Tahir Amin, DipLP, cofounder and director of intellectual property of Initiative for Medicines, Access, and Knowledge (I-MAK), discusses AbbVie's patents on the innovator adalimumab, Humira.
Transcript:
A recent report from I-MAK said that AbbVie is one of the worst patent offenders in pharma. Why is that?
So as I said, as our study found, AbbVie is one of the worst offenders in pharma because of the number of patents it’s accumulated.
We did a report called “Overpatented, Overpriced” where we looked at the top 12 selling drugs in the United States. Of all those 12 drugs, AbbVie has the highest number of patents for its drug. On average, we found of those top 12 selling drugs, 125 patent applications on average across those drugs, and we’ve seen price increases between 2012 and 2016—at least 68% pricing increase over that period on average.

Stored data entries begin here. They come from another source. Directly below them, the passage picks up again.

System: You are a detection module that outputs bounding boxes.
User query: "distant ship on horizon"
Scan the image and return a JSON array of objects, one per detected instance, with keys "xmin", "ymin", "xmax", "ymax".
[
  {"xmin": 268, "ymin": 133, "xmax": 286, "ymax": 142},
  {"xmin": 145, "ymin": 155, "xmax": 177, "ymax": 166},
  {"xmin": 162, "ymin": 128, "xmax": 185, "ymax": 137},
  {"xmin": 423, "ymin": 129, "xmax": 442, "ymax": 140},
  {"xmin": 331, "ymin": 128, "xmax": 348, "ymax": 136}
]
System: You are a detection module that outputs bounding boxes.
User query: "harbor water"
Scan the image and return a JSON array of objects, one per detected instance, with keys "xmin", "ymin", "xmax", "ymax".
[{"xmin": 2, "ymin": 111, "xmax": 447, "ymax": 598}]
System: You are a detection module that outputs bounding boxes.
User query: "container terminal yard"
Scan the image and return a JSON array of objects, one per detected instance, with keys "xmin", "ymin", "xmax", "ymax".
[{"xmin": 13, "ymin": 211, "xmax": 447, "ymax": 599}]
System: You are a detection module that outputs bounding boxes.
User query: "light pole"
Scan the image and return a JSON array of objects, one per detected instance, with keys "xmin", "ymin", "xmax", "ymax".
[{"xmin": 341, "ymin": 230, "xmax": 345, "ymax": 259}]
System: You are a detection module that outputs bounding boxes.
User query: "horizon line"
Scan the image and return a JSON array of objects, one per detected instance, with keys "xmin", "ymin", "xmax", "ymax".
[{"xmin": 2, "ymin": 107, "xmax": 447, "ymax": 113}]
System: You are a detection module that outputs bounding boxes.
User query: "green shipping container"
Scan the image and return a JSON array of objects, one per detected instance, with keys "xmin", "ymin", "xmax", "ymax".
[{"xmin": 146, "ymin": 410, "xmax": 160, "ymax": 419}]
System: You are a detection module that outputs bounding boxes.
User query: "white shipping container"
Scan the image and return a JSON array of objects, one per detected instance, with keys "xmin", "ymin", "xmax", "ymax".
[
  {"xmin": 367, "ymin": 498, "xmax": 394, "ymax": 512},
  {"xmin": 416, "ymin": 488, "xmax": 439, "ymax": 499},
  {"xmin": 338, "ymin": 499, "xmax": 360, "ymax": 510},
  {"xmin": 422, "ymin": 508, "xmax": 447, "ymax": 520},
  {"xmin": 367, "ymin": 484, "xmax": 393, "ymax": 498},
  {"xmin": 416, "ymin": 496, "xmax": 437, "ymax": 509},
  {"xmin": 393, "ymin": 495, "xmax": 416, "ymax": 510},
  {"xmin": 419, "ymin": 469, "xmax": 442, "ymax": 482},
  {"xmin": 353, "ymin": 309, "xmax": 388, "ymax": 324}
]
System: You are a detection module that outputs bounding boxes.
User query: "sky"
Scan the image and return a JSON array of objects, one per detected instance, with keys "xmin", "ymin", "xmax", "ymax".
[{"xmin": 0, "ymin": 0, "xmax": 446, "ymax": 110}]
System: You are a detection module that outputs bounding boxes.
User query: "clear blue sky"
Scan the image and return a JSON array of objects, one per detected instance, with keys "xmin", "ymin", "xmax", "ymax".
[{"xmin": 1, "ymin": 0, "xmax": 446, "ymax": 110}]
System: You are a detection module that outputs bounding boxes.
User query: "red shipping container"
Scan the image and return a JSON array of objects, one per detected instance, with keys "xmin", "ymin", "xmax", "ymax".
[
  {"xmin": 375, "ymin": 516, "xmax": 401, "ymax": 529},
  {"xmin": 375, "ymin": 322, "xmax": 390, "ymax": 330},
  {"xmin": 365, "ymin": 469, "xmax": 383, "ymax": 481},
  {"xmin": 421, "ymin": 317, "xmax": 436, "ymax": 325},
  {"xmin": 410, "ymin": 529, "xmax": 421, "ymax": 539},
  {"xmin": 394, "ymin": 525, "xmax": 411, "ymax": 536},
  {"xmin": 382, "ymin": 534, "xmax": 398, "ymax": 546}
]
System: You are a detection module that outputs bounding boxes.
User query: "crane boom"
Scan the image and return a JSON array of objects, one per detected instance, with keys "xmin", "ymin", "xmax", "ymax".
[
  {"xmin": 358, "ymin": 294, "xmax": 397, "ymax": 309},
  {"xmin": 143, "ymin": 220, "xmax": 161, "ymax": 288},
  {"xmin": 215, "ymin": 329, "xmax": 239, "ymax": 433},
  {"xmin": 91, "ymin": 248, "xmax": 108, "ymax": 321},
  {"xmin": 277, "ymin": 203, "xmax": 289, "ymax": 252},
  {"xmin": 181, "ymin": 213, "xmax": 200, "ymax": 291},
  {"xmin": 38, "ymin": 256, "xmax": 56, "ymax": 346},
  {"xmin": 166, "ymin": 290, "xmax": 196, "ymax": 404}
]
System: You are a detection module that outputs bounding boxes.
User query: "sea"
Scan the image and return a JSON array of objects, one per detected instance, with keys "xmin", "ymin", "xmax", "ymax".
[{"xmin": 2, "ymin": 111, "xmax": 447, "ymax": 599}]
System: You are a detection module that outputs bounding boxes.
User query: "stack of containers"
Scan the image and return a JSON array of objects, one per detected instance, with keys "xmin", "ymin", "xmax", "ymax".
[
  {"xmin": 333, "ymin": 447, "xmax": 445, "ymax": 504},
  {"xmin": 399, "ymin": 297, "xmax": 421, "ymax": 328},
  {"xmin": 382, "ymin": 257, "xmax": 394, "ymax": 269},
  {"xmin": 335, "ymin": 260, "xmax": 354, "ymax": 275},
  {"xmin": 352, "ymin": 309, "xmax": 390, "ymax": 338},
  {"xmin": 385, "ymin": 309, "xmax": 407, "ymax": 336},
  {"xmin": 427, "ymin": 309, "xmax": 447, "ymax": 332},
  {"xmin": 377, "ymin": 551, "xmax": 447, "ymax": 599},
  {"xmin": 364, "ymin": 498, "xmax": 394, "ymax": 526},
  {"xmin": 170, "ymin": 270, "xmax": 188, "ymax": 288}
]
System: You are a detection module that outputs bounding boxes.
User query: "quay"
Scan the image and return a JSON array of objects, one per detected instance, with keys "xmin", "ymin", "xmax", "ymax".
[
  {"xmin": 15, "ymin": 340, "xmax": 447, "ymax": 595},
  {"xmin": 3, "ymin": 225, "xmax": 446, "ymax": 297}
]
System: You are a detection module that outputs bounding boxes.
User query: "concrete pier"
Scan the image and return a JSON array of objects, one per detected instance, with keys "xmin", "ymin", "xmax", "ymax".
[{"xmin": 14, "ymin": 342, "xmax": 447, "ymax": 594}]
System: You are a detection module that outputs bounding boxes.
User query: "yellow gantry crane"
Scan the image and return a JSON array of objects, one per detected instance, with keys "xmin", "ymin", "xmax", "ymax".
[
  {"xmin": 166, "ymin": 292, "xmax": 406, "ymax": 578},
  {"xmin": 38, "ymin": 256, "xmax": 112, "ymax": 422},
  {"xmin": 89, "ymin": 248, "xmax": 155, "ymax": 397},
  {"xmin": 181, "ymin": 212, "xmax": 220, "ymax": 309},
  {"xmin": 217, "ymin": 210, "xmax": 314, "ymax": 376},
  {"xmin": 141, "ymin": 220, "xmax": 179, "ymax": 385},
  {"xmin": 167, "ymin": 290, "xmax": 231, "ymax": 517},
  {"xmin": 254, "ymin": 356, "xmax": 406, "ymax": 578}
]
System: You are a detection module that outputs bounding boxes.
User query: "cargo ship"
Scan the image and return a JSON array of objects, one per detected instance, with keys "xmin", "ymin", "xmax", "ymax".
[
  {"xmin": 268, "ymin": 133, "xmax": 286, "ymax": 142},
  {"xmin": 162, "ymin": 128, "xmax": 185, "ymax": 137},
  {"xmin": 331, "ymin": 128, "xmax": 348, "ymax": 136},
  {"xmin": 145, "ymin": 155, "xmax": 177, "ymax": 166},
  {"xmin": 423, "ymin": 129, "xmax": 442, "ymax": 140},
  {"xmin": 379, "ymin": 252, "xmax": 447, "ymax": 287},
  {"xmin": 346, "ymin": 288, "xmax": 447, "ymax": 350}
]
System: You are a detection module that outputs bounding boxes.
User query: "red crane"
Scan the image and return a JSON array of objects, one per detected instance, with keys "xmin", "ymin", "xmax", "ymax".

So in that sense, AbbVie has been the most egregious actor when it comes to what we would call overpatenting deliberately. I think it’s important that if you look at the time scale AbbVie filed these patents, 89% were filed after the first approval in 2002, and even more outrageously, they filed 122 of those applications after the first patent expired in 2014.
That suggests to me that this is more than what we might call “inventions” going on in the Humira space, but that these were strategic patents in order to delay competition.